The Taliban is likely to receive a boost to its coffers from a sharp increase in the price of heroin caused by a blight that is expected to wipe out almost a quarter of Afghanistan's annual opium poppy crop.
The UN Office on Drugs and Crime (UNODC) has reported that almost half of the Afghan poppy crop has been affected by a fungus which spreads through the plant and withers the "head" used to produce the narcotic.
The shortfall in supplies has resulted in opium prices rocketing by up to 50 per cent in the region, with a huge increase in the street price of heroin expected in the West. Drug barons and insurgent groups, who are believed to have built up large stockpiles of poppies, are now in a position to cash in.

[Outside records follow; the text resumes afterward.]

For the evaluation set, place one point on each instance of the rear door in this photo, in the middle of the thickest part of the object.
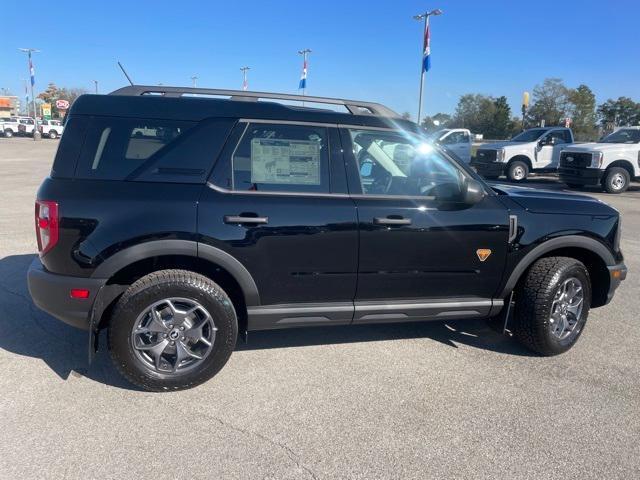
(278, 203)
(419, 258)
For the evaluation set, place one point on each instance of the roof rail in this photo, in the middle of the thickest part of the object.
(354, 107)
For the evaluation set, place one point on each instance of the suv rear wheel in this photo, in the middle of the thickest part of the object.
(552, 305)
(172, 330)
(616, 180)
(517, 171)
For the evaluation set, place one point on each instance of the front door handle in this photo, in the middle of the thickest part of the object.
(391, 221)
(245, 219)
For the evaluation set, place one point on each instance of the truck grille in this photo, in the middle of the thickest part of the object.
(575, 159)
(485, 156)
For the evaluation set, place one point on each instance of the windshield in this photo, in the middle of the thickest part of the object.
(529, 135)
(625, 135)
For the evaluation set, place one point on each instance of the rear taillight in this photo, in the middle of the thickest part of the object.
(46, 225)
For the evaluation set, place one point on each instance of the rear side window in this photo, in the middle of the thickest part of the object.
(116, 147)
(69, 147)
(281, 158)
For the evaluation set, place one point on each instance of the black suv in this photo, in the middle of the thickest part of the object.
(176, 220)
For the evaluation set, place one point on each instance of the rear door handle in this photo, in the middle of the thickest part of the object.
(245, 219)
(391, 221)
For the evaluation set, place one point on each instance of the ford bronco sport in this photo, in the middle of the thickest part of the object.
(177, 219)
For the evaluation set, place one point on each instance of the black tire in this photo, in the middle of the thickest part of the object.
(534, 298)
(517, 171)
(616, 180)
(154, 288)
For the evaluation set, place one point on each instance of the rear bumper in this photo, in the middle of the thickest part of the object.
(617, 273)
(583, 176)
(492, 169)
(52, 293)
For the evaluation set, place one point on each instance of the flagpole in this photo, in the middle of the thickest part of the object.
(425, 16)
(36, 131)
(422, 70)
(304, 54)
(245, 85)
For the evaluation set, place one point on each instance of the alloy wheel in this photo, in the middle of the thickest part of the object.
(173, 335)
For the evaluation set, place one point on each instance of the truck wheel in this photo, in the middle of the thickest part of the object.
(517, 171)
(172, 330)
(616, 180)
(552, 305)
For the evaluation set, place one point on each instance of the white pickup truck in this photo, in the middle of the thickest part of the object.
(612, 162)
(535, 150)
(456, 141)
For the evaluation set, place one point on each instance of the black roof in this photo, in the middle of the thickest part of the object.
(194, 108)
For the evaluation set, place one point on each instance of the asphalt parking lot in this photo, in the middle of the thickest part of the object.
(431, 400)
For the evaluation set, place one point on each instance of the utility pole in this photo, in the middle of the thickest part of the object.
(245, 84)
(426, 50)
(36, 132)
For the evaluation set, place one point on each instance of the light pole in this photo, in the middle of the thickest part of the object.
(425, 51)
(36, 132)
(245, 84)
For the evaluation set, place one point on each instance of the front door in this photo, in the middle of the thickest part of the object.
(420, 257)
(549, 148)
(277, 202)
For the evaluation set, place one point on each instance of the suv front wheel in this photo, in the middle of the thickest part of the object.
(552, 305)
(171, 330)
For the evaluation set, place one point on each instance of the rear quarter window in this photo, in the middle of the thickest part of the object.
(116, 147)
(151, 150)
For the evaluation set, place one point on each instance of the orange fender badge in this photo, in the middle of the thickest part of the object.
(483, 253)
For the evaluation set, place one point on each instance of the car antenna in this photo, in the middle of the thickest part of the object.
(125, 73)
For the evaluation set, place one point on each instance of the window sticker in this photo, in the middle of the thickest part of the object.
(285, 161)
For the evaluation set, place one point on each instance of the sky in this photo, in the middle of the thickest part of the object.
(365, 50)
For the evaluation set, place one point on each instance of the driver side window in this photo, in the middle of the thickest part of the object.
(401, 164)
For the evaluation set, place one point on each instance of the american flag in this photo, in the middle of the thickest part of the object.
(303, 78)
(32, 71)
(426, 61)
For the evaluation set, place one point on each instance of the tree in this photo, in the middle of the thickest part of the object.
(475, 112)
(583, 113)
(620, 112)
(550, 102)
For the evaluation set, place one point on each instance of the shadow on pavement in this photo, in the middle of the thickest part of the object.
(26, 330)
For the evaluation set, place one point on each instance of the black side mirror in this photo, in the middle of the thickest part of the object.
(473, 192)
(469, 193)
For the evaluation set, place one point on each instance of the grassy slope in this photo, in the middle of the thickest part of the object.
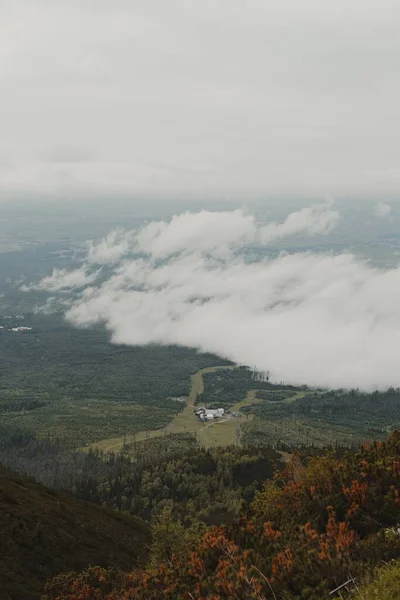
(44, 532)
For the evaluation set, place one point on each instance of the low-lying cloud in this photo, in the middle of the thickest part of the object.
(321, 319)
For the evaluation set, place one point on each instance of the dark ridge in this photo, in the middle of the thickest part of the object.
(43, 532)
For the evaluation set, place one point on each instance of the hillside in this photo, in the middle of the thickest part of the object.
(322, 520)
(44, 532)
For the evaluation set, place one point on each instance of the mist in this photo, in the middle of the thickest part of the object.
(324, 319)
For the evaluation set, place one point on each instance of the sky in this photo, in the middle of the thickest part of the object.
(321, 318)
(215, 98)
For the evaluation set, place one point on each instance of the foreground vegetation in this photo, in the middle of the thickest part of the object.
(44, 532)
(318, 520)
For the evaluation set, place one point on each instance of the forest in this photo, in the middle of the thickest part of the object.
(325, 518)
(79, 387)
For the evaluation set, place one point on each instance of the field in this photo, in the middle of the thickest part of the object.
(75, 385)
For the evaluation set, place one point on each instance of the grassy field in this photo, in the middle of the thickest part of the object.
(183, 422)
(215, 433)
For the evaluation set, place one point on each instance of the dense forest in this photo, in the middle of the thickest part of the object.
(206, 485)
(80, 387)
(321, 520)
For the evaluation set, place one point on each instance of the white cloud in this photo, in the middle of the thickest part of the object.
(110, 249)
(320, 319)
(382, 209)
(313, 220)
(209, 98)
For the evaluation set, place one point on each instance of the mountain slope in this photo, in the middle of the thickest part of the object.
(43, 532)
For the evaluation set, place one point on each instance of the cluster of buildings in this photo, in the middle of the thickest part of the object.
(208, 414)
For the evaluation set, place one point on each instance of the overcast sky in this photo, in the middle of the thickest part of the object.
(207, 97)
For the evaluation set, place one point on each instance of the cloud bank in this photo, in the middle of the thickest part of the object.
(321, 319)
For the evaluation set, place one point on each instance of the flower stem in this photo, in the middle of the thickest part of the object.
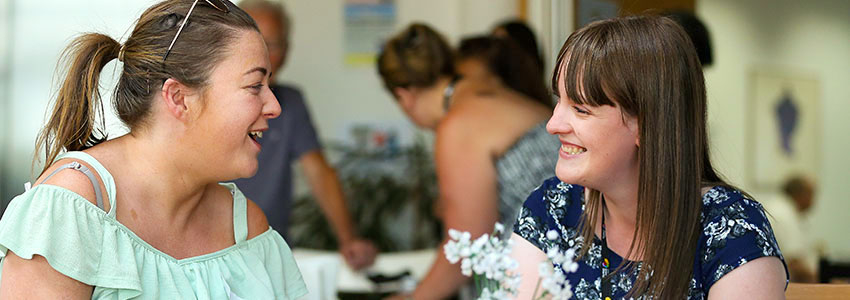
(535, 290)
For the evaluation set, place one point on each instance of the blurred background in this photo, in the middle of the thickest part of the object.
(778, 87)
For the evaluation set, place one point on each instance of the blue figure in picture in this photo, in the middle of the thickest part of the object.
(787, 115)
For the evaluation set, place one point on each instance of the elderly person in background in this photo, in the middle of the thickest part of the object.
(292, 138)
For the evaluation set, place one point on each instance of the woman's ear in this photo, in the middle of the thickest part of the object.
(174, 97)
(180, 100)
(634, 127)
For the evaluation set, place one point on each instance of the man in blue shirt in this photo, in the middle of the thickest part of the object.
(292, 137)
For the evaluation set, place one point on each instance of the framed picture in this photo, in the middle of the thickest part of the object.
(785, 126)
(587, 11)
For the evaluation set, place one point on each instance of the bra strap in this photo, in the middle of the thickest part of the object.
(81, 168)
(240, 217)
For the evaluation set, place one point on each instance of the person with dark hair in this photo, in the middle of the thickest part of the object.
(491, 142)
(697, 32)
(144, 215)
(502, 62)
(518, 32)
(294, 139)
(636, 195)
(788, 215)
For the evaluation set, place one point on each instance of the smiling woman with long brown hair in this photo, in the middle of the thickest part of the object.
(635, 193)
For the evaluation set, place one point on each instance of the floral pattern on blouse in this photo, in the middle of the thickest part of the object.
(734, 231)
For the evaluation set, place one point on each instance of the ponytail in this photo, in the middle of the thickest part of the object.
(71, 126)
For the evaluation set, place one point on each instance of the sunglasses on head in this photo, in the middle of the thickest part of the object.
(217, 4)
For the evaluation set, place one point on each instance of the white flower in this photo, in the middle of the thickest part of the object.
(552, 235)
(499, 228)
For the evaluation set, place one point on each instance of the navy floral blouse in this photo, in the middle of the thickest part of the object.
(735, 231)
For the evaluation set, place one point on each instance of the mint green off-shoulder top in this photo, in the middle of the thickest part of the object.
(88, 244)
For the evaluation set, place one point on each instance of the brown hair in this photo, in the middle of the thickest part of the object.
(276, 9)
(416, 57)
(647, 66)
(202, 44)
(514, 67)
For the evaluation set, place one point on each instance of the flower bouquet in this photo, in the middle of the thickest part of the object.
(487, 260)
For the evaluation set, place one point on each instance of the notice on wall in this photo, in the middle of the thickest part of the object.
(368, 23)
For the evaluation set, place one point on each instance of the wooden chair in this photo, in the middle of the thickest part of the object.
(807, 291)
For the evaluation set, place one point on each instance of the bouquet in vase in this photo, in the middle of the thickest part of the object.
(487, 260)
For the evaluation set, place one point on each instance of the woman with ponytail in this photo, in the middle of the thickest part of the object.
(144, 215)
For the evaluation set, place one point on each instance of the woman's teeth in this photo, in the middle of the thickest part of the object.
(256, 135)
(572, 150)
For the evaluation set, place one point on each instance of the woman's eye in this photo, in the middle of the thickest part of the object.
(581, 111)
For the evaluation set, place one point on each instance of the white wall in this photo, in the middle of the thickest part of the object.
(5, 111)
(808, 36)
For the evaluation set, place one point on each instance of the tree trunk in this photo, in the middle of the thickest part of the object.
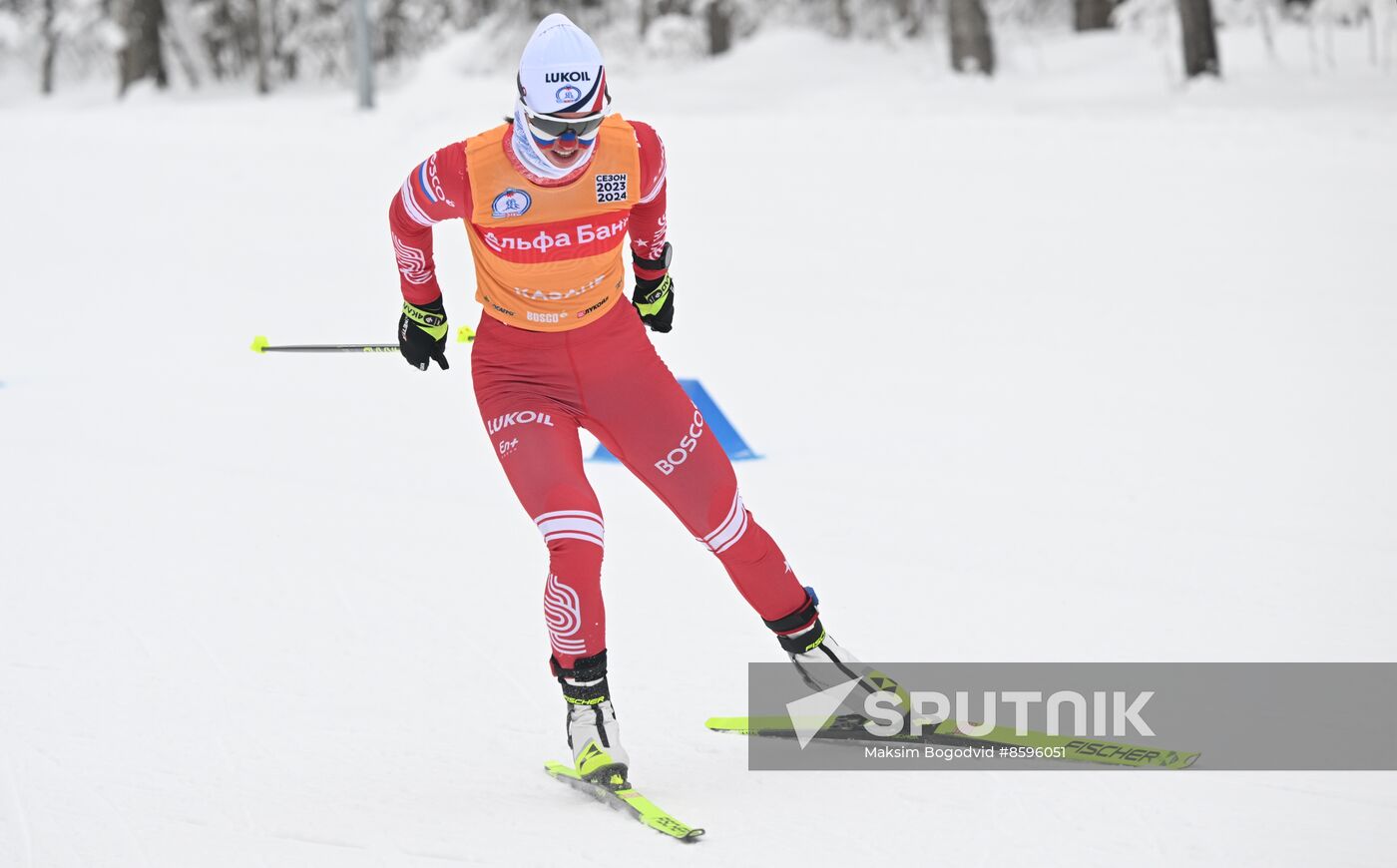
(1200, 46)
(143, 56)
(910, 16)
(842, 18)
(51, 48)
(973, 49)
(260, 46)
(718, 16)
(1092, 14)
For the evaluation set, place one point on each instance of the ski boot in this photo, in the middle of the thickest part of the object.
(593, 731)
(812, 651)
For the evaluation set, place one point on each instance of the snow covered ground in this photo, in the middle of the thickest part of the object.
(1071, 365)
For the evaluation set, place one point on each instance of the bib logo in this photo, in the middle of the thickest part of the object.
(510, 203)
(611, 188)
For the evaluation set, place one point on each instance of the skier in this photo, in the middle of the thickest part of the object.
(547, 199)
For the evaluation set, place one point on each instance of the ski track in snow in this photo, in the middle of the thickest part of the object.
(1138, 363)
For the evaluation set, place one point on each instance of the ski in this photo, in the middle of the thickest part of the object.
(628, 800)
(1071, 748)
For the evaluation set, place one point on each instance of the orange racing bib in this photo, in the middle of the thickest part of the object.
(549, 258)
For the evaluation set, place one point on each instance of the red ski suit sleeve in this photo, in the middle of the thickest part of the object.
(439, 189)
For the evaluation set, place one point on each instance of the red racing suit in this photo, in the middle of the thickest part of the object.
(558, 348)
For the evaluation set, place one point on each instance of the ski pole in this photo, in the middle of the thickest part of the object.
(260, 344)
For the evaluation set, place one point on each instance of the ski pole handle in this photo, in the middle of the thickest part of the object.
(464, 335)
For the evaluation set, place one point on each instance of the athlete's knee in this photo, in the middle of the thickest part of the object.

Some Afghan poppy farmers have blamed Western forces for introducing the disease as a method of eradicating the poppy crop – a charge denied by Nato's International Security and Assistance force in Afghanistan. However, Antonio Maria Costa, the head of UNODC said this was an opportunity for the international community to try to persuade farmers to turn away from planting opium. "Nature really played in favour of the opium economy; this year, we see the opposite situation," he said.
However, another UNODC official, Jean-Luc Lemahieu, warned: "We need to be cautious not to shout victory... It might not just affect opium fields but the alternative crops which we promote such as apricots, apples and pomegranates."
The disease has so far been reported in Helmand, and neighbouring provinces.